Lead single and opening track “Multi-Love” serves as a liaison between the two UMO worlds. After a typically fluttery piano opening, there is a honeyed melody that throws back to 2013’s II, but whirling synths suggest at the progression that lies ahead. “It’s not that this song’s about her, all songs are about her,” sings Nielson, more akin to contemporary R&B in the vein of FKA twigs or Shamir than to the ’60s luminaries that older UMO tracks routinely evoked (“The World is Crowded,” a smooth funk jam that belongs in 1972 is perhaps the one exception).
“Ur Life One Night” is the clarion call for the new UMO, blustering in with a drum sound that calls to mind Martin Hannett’s clattering echo-laden production on Joy Division’s Unknown Pleasures. The heavy trippiness is still here in force, but now with a more business-like determination. Nielson’s holed-up production process has infused the music with a focus and efficiency that had never previously been apparent, and the result is a strange combination of looseness and discipline. Later in the album, the catchy “Stage or Screen” resists wallowing in its faraway daydreaming, keeping the reins tight when previously there may have been indulgence.
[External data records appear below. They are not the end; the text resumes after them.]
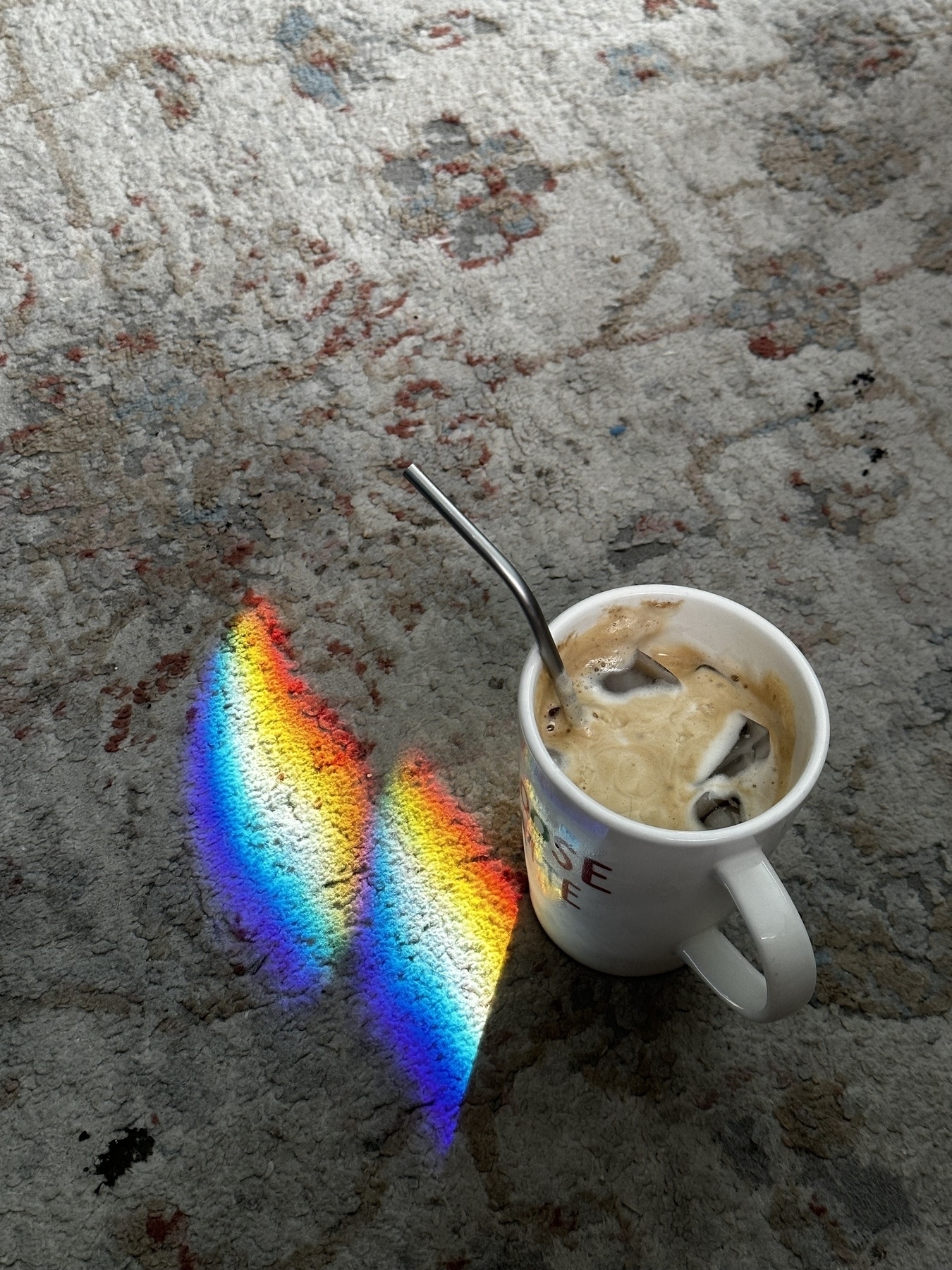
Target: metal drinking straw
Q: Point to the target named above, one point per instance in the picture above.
(549, 652)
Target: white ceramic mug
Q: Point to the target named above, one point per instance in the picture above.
(633, 900)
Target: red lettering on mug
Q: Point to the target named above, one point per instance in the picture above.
(569, 888)
(588, 873)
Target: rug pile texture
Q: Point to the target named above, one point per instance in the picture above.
(659, 291)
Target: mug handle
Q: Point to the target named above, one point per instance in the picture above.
(780, 936)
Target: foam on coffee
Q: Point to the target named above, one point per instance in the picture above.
(674, 738)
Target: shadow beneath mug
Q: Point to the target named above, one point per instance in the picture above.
(620, 1036)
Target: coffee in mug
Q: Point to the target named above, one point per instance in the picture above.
(669, 739)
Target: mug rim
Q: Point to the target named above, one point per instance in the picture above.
(766, 821)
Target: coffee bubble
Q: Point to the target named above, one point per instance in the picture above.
(672, 739)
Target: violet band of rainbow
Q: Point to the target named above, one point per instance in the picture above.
(437, 926)
(279, 795)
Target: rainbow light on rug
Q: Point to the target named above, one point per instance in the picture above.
(279, 792)
(437, 926)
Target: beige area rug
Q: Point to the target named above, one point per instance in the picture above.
(659, 291)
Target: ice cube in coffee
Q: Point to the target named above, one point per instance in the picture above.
(672, 739)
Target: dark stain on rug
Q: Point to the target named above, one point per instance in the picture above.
(133, 1149)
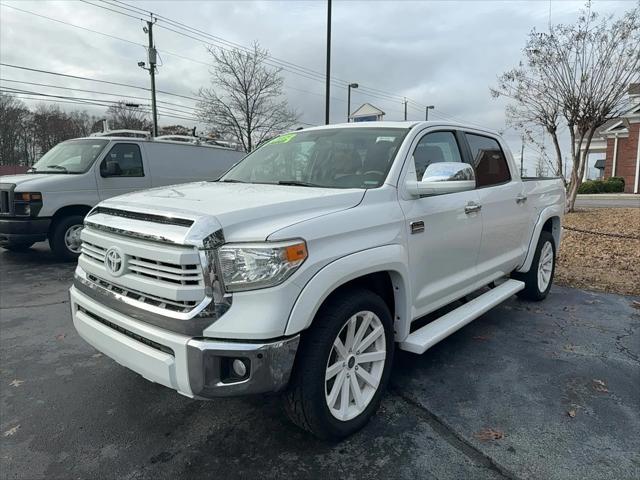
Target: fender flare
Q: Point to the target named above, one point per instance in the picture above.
(547, 213)
(389, 258)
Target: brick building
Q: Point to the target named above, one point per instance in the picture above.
(618, 140)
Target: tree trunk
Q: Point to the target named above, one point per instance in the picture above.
(579, 168)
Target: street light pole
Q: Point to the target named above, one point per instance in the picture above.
(426, 111)
(328, 80)
(349, 87)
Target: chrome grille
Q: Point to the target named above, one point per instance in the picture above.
(167, 304)
(178, 274)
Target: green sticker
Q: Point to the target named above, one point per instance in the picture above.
(282, 139)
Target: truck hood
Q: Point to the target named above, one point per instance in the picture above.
(44, 182)
(246, 212)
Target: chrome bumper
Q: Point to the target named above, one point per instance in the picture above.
(195, 367)
(268, 365)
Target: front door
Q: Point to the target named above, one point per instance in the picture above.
(443, 233)
(121, 171)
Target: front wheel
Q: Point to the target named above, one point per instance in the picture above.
(343, 365)
(539, 278)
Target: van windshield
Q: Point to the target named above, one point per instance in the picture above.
(72, 156)
(331, 158)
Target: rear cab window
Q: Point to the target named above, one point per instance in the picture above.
(124, 160)
(488, 160)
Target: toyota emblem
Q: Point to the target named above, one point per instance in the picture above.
(114, 261)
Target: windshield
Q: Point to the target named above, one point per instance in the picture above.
(72, 156)
(333, 158)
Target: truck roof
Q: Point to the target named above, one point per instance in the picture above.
(404, 124)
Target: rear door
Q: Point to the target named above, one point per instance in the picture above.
(443, 236)
(504, 207)
(122, 170)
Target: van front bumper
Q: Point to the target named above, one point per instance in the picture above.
(195, 367)
(23, 230)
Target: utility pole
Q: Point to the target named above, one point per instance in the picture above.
(349, 87)
(426, 111)
(152, 54)
(522, 159)
(328, 79)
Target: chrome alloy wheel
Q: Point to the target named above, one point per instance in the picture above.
(545, 266)
(355, 365)
(72, 238)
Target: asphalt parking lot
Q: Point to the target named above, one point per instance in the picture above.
(528, 391)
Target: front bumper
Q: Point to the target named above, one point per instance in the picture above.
(23, 230)
(195, 367)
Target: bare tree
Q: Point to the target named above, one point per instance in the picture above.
(577, 75)
(245, 97)
(13, 122)
(122, 116)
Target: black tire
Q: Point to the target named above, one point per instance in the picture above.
(57, 240)
(17, 247)
(532, 290)
(304, 400)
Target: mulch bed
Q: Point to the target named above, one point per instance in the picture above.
(607, 263)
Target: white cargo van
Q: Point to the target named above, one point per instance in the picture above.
(51, 200)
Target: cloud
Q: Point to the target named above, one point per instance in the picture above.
(443, 53)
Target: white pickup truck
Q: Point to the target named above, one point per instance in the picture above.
(307, 264)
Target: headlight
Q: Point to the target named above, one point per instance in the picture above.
(249, 266)
(27, 203)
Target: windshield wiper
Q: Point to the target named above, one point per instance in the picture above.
(60, 167)
(296, 183)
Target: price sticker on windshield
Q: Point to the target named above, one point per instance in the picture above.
(282, 139)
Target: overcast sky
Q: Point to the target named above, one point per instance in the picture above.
(443, 53)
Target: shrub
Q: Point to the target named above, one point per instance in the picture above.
(610, 185)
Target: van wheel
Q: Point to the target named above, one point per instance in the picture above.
(343, 366)
(65, 237)
(539, 278)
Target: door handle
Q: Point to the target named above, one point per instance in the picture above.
(472, 207)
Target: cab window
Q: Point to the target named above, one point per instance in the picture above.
(433, 148)
(123, 160)
(489, 161)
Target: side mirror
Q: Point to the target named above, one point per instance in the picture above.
(444, 177)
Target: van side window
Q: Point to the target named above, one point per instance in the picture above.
(488, 160)
(123, 160)
(433, 148)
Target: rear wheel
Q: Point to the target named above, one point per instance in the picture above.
(65, 237)
(343, 366)
(539, 278)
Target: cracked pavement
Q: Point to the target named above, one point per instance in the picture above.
(529, 390)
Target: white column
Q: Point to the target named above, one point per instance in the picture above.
(635, 189)
(615, 156)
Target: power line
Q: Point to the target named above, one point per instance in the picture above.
(88, 91)
(96, 80)
(26, 95)
(284, 64)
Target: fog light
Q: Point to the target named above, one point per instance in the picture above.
(239, 368)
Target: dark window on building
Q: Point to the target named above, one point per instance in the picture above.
(123, 160)
(489, 161)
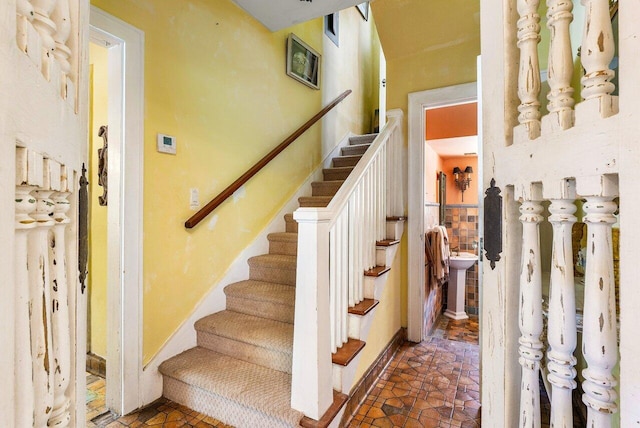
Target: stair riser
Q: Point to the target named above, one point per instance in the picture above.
(345, 161)
(283, 247)
(271, 274)
(216, 406)
(353, 150)
(325, 189)
(246, 352)
(270, 310)
(336, 175)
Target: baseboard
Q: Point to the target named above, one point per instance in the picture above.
(215, 300)
(368, 380)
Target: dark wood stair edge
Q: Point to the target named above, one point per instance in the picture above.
(377, 271)
(387, 242)
(347, 352)
(363, 307)
(339, 400)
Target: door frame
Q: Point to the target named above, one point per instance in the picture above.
(418, 102)
(124, 218)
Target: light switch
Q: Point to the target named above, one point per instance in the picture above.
(194, 199)
(166, 144)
The album centers on the one-two punch of “Can’t Keep Checking My Phone” and “Extreme Wealth and Casual Cruelty.” The former is a percussive, rhythmic concoction, reminiscent of 80s post-disco beatniks ESG, which as it stretches its legs reveals itself as a Panda Bear-style scattered array of processed sounds that are lovingly assembled into a heady mix of body-shifting energy. Nielson has stated that both Yeezus and Arca’s Xen were particular influences, and they are felt here. If that is the night out, then “Extreme Wealth” is very much the comedown. A fur-lined, fuzzily produced painkiller, it concludes with 45 seconds of muted bass pounding to guide us through the tender hangover.
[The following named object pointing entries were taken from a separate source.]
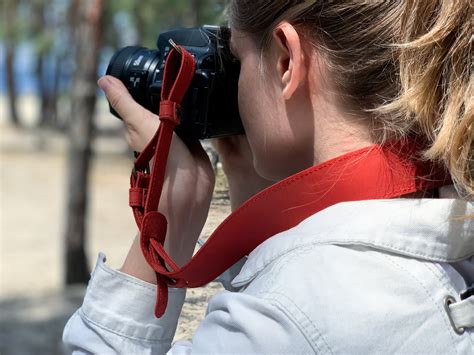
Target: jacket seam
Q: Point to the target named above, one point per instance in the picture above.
(277, 265)
(377, 246)
(440, 311)
(147, 340)
(279, 305)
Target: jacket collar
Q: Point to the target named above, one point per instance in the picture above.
(427, 229)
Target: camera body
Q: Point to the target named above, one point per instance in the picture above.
(209, 108)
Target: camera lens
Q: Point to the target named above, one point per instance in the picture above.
(136, 68)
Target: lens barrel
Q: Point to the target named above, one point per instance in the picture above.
(136, 67)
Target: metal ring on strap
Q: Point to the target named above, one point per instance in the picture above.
(448, 300)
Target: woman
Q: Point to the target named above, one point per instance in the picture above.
(319, 80)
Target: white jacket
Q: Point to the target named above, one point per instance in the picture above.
(364, 277)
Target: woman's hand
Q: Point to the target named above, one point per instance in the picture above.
(237, 162)
(188, 186)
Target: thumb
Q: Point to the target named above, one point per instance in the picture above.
(123, 103)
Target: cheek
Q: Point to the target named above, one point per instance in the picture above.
(273, 140)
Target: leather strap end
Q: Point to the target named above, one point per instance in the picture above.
(161, 296)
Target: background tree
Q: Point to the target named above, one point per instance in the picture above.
(9, 16)
(88, 41)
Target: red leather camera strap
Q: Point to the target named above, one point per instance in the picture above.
(374, 172)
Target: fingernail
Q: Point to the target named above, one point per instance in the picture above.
(103, 83)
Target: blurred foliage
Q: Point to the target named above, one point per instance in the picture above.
(47, 26)
(44, 23)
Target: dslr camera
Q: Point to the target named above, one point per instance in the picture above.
(209, 108)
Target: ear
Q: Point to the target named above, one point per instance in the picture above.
(291, 65)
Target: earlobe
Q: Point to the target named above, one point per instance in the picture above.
(290, 58)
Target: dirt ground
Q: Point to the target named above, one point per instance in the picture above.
(34, 306)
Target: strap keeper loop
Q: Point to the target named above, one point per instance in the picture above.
(169, 111)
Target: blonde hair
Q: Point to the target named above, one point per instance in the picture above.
(405, 64)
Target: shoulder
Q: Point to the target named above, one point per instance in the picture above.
(354, 299)
(374, 277)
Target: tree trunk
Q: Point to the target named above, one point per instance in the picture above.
(10, 15)
(83, 95)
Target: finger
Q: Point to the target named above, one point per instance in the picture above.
(121, 100)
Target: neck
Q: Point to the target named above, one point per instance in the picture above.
(336, 135)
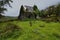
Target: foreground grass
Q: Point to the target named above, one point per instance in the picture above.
(38, 31)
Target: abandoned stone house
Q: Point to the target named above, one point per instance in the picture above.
(28, 13)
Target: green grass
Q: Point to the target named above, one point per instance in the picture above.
(38, 31)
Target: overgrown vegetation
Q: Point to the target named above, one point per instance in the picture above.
(10, 31)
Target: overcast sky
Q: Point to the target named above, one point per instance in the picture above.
(42, 4)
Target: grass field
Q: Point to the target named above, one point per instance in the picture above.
(39, 30)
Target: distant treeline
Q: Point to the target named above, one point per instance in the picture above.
(52, 13)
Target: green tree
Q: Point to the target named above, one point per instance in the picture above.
(36, 11)
(2, 4)
(21, 12)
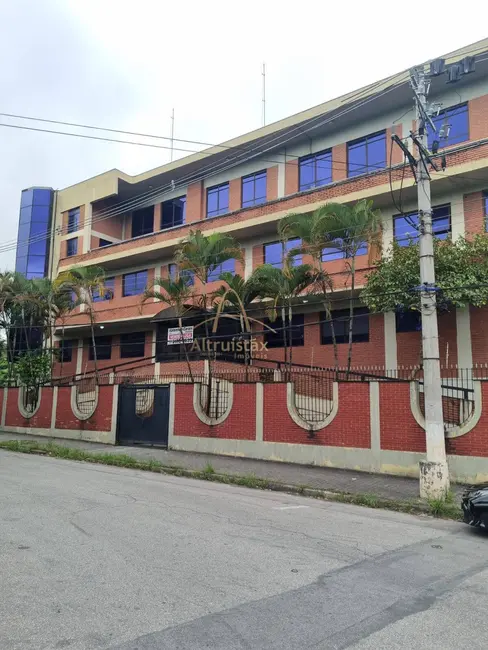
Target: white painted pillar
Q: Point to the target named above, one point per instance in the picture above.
(463, 338)
(281, 179)
(391, 362)
(259, 412)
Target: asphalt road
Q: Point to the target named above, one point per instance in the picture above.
(94, 557)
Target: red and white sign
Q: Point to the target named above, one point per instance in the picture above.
(175, 335)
The one outlier on Multi-Love is its final song ‘Puzzles’. It is hard to hear any U.S.-based artist who opens a track with the sound of a window smashing in the night, and not infer some level of political comment. And so it proves, as Nielson presents a plea for common sense: “America, open up your door/Is it always right to fight against the other?” he sings, as an angry guitar dominates the mix for the only time on the album, and a crisper drumbeat drives the point home. “What is a ‘person of color’/Is it wrong to have a zone that isn’t monochrome?” he continues. As anger dissipates into confusion, one is reminded of Sly & the Family Stone’s great There’s a Riot Goin’ On. “I don’t want to solve your puzzles anymore,” Nielson repeats in resignation.
While Multi-Love is susceptible to some of the common shortcomings of home-produced albums, namely the absence of a truly soulful rhythm section or a sense of spontaneity that is synonymous with their live sets, this is real progress for Unknown Mortal Orchestra, and for many, this is the record that will seal them as one of this era’s great bands.